The share of Americans working or looking for work plunged during the pandemic and remains near levels not seen since the 1970s when many women were still working at home and had yet to join the official labor force.
Employers who can’t find workers may look to automation to fill the gap. Ohio pipe maker Advanced Drainage Systems saw record sales in the most recent quarter but couldn’t keep its production lines running full time due to labor shortages, said CEO Donald Scott Barbour on a recent earnings call. Barbour mentioned the company was pursuing “all kinds of other projects of automation” at a manufacturing facility in Kentucky, so they could meet demand without big increases in hiring.
Even the most careful headline numbers hide that not all groups of Americans have recovered equally. Asian workers have already regained all the jobs they lost during the downturn, and their Hispanic peers are close, but White and Black workers remain farther behind. Black women, in particular, still have 4.5 percent fewer workers than they did before the pandemic began. White women have 2.3 percent fewer.
“The pandemic exacerbated existing labor market inequities,” wrote Nela Richardson, ADP’s chief economist, in a recent blog post. “Low-skilled workers took the brunt of job losses. The recovery has been slowest for people of color and women. Women also are disproportionately shouldering added family responsibility and suffering bigger pay gaps.”
Like the jobs numbers, the wage gains of 2021 also tend to wilt under scrutiny. A record $1.46-an-hour raise brought to pay for the average rank-and-file worker to $26.61.
That 5.8 percent increase is still the biggest annual raise workers have seen in 40 years, since the last big (7.2 percent) bump in 1981. Relative to the size of their paychecks, workers saw a bigger raise every year from 1971 to 1981 than they did in 2021.
As in the 1970s, workers’ raises look even worse this year after accounting for inflation. Prices grew 6.8 percent in the year ending in November, the most recent data out. To put it another way, workers’ earnings have actually lost ground as supply-chain issues, the pandemic and swollen savings accounts drive up the cost of living at a pace not seen in decades.
The highest wage gains tended to go to workers in the lowest-paid industries, according to a Washington Post analysis of Labor Department data. For workers in those industries, like nonmanagerial gas station workers who saw pay jump 14.1 percent to $14.72 an hour, wage gains have stayed ahead of rising prices. The fastest gains of any subsector went to nonmanagerial hotel workers, who saw pay climb 22.5 percent to $18.90 an hour, as employers were forced to pay more for some jobs that leave workers exposed to the still-virulent coronavirus.

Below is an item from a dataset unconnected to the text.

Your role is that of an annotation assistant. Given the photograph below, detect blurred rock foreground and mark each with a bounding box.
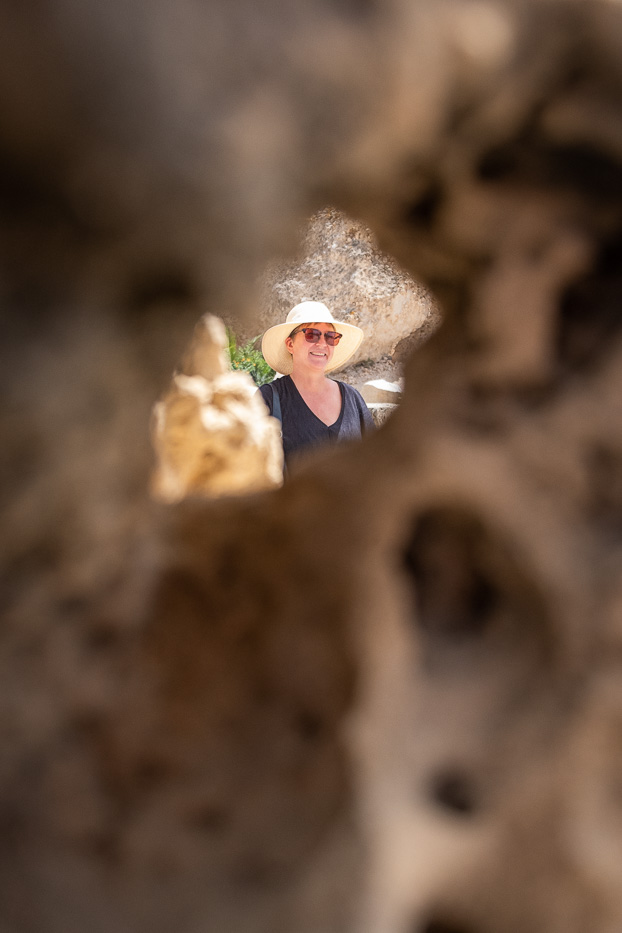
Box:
[0,0,622,933]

The global pandemic, of course, stalked the 2021 labor market from start to finish. The numbers in December’s report were measured in the middle of the month before the Omicron variant ignited a record-breaking acceleration in covid-19 cases. If the latest affected the labor market like the Delta variant did — an impact that’s far from guaranteed — it likely won’t show up until next month’s numbers.
So, as we etch 2021 into the record books, remember that we do so with a big, spiky coronavirus-shaped asterisk. It was a year in which everything moved fast, but nothing was ever as simple as it seemed.